Le 29 Poissonniers a ouvert en novembre après dix mois de travaux. Intégralement rénové, il offre aujourd’hui 33 chambres dans lesquelles 87 personnes (29 familles) résident. Fort de l’expérience qu’il a acquise lors d’une première opération il y a deux ans, son propriétaire a acquis il y a un an ce nouvel hôtel, qui répond pleinement aux attentes du Samusocial de Paris en termes d’accueil des familles : chambres confortables et adaptées à la composition familiale, espaces collectifs pour cuisiner et se réunir pour des activités, espace buanderie, espace de rangement des poussettes...
Explication du projet par son propriétaire.
Comment êtes-vous arrivé sur le secteur de l’hôtellerie sociale ?
Un peu par hasard, il y a deux ans, à l’occasion du rachat d’un hôtel à Bastille. Mon projet était de convertir cet hôtel dédié à l’hôtellerie sociale en hôtel de tourisme. Quinze jours après l’achat, l’hôtel a dû fermer pour des problèmes de normes. Nous avons envisagé de faire les travaux en milieu occupé mais nous nous sommes heurtés à des plaintes des familles. L’hôtel a donc été évacué. C’est à cette occasion que nous avons eu à travailler avec le CASVP et le SSP. J’avoue que j’étais au départ réticent à me lancer dans le social. Je connaissais mal ce secteur et je n’en avais pas une bonne image. Et puis au fil du projet, j’ai appris à mieux comprendre le travail, à en connaître les attentes. Il s’agit d’un métier en plein bouleversement, avec aujourd’hui des cahiers des charges contraignants mais clairs.
Comment avez-vous travaillé sur le projet du 29 Poissonniers ?
En partenariat avec le SSP afin que l’hôtel réponde aux nouvelles conditions d’hébergement que le GIP entend avoir pour les familles, à savoir notamment la mise à disposition d’espaces pour cuisiner, de mener des activités, et laver son linge. Nous avons travaillé avec le même architecte que pour le premier hôtel à Bastille. Celui-ci connaît désormais bien les contraintes, même si chaque projet est forcément différent compte tenu des possibilités qu’offre le bâti. Au 29 Poissonniers par exemple, nous avions la chance, pour les espaces communs, de pouvoir réhabiliter le sous-sol.
Comment les familles se sont-elles approprié le lieu ?
Elles ont emménagé en novembre. Pour le moment tout se passe bien. Les familles sont très calmes et respectent le lieu. Nous avons remarqué à Bastille qu’en maintenant le lieu en bon état, les familles avaient tendance à moins le dégrader; cela implique quelques petites travaux réguliers. Elles se servent de la cuisine collective pour cuisiner, mais pas de l’espace collectif pour prendre le repas qu’elles préfèrent prendre dans leur chambre. Le local à poussettes permet que le lieu reste en ordre. Nous allons prochainement installer une bagagerie afin de permettre de ranger les affaires dont elles ne se servent pas au quotidien et ainsi désengorger les chambres. D’une manière générale, chacun respecte l’autre, s’organise en fonction des emplois du temps des uns et des autres. Par exemple, nous n’avons pas eu besoin de mettre en place un planning pour la cuisine; les femmes y vont à tour de rôle. De même, les familles s’entraident au niveau du linge.
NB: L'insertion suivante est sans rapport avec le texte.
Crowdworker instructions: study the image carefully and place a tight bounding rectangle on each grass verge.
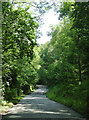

Avez-vous d’autres projets du même type en perspective ?
Oui. Nous venons de racheter un hôtel aux Lilas, et envisageons un autre achat, dont nous devons discuter avec le SSP. La normalisation de ce secteur donne aujourd’hui des atouts pour obtenir des financements de la part des banques. Celles-ci ont encore une mauvaise image de l’hôtellerie sociale et sont réticentes à s’engager dans des opérations qu’elles imaginent risquées, voire douteuses. Mais si le montage financier reste complexe, on a désormais des arguments permettant de faire la démonstration que le secteur change, qu’il se professionnalise.
Cette professionnalisation fait-elle émerger de nouveaux métiers ?
Oui, par exemple l’architecte avec lequel nous travaillons est en train de devenir un véritable spécialiste de la rénovation des hôtels sociaux. Les gardiens, également, ne sont plus là que pour assurer la sécurité. Ils assurent la tenue des espaces communs, gèrent les règles de vie, distribuent les jetons hebdomadaires pour la laverie, font du reporting, etc. Pour opérer cette montée en compétences, nous organisons des sessions de formation communes entre hôtels.
Cette montée en gamme est-elle compatible avec la rentabilité des investissements ?
Lorsqu’on entre sur ce secteur, il faut voir sur le long terme. La rentabilité de l’investissement est à dix ou quinze ans. C’est bien pour cela que l’on peut parler de professionnalisation également. Les banques qui nous suivent l’ont bien compris.